Governos de ambos os continentes têm perspectivas contrastantes no enfrentamento dos desafios propostos por migrantes e refugiados. Está na hora de dissipar clichês e realmente cooperar, opina Harrison Mwilima.No transcurso do Dia do Refugiado, neste 20 de junho, eu gostaria de lembrar aos governos europeus e africanos que precisamos genuinamente trabalhar juntos para enfrentar os desafios dos refugiados e da migração para os dois continentes vizinhos.

Na mídia europeia, uma certa imagem é sempre reproduzida: os muitos jovens africanos que querem vir para a Europa, arriscando até mesmo as próprias vidas no desespero. Isso é muito unilateral, e cria uma imagem de que toda a juventude africana queira fazer essas perigosas viagens.

Na realidade, são poucos os refugiados africanos que realizam tais travessias traiçoeiras: a maioria deles vai para os países vizinhos, em vez de rumar para a Europa.

Perspectivas contrastantes

Nações europeias e africanas vêm cooperando para salvar os problemas dos refugiados e migrantes, porém o progresso tem sido lento. Tal se deve, principalmente, aos dois continentes terem perspectivas e prioridades diferentes, ao lidar com a questão.

De um lado, a União Europeia e seus Estados-membros encaram a diminuição do número de refugiados e migrantes irregulares como uma forma de abordar ameaças de segurança. Para alcançar esse fim, a maior parte das verbas europeias se volta a reduzir os fluxos migratórios para o continente. Além disso, a UE tem até colaborado com ditadores africanos a fim de conquistar seu apoio para conter a migração.

Por outro lado, os governos africanos estão interessados nas remessas de dinheiro de muitos emigrados ao país de origem e nas oportunidades de migração legal.
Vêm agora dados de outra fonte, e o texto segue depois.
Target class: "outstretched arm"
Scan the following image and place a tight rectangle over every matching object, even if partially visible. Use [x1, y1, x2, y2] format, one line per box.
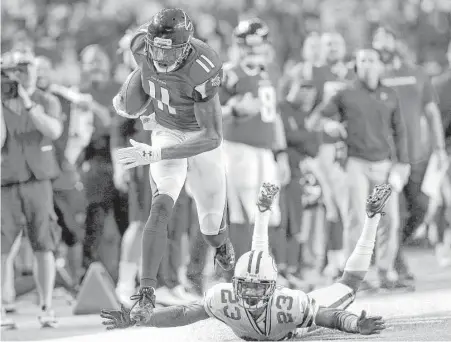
[315, 307, 385, 335]
[100, 301, 209, 330]
[161, 94, 222, 159]
[147, 301, 210, 328]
A atitude estratégica da Europa para reduzir os afluxos vem criando desconfiança dos governos africanos em relação a suas contrapartes europeias no enfrentamento do desafio.

Benefícios mútuos

Atualmente o mundo atravessa a pandemia de covid-19. Na Europa e outros países ocidentais, a vacinação está a pleno vapor, e as taxas de infecção e mortalidade vão caindo, à medida que a vida volta gradativamente ao normal. Por outro lado, embora grande parte dos países africanos não tenha sido severamente afetado pelo coronavírus, os efeitos econômicos da pandemia são imensos para eles.

Tal se deve à queda dos preços das matérias primas e ao aumento dos custos de importação. Além disso, o faturamento com o turismo e as remessas de dinheiro também despencou. Esses impactos econômicos negativos provavelmente acarretarão ondas de refugiados econômicos para a Europa e, claro, para os vizinhos africanos.

Diante desse potencial negativo da pandemia, está mais do que na hora de ambos os continentes cooperarem genuinamente para evitar mortes de migrantes em travessias perigosas.

Nesse sentido, a UE deveria escutar mais e levar a sério as perspectivas africanas. Os governos apelam para que se facilitem as remessas e se criem mais oportunidades de imigração legal. Afinal, as transferências de dinheiro têm se provado mais úteis para as nações da África do que as verbas de ajuda ao desenvolvimento dos países doadores.

A rigor, isso deveria ser também do interesse da Europa, já que o dinheiro enviado pelos imigrantes a suas famílias ajudaria igualmente a promover bem-estar econômico, assim atacando algumas das causas originais da migração. E, uma vez que refugiados e migrantes tenham a possibilidade de trabalhar, eles gastariam cerca de 85% de sua renda na Europa.

Criar oportunidades legais de migração, assim como programas e iniciativas inovadores para proporcionar formação profissional aos refugiados e migrantes acabará por auxiliar os países europeus, sobretudo devido a sua população minguante, já que há muitos jovens na África. Para realizar todos esses benefícios mútuos da migração, os Estados africanos e europeus precisam trabalhar juntos, como parceiros em pé de igualdade.

Harrison Mwilima é jornalista da DW. O texto reflete a opinião pessoal do autor, não necessariamente da DW.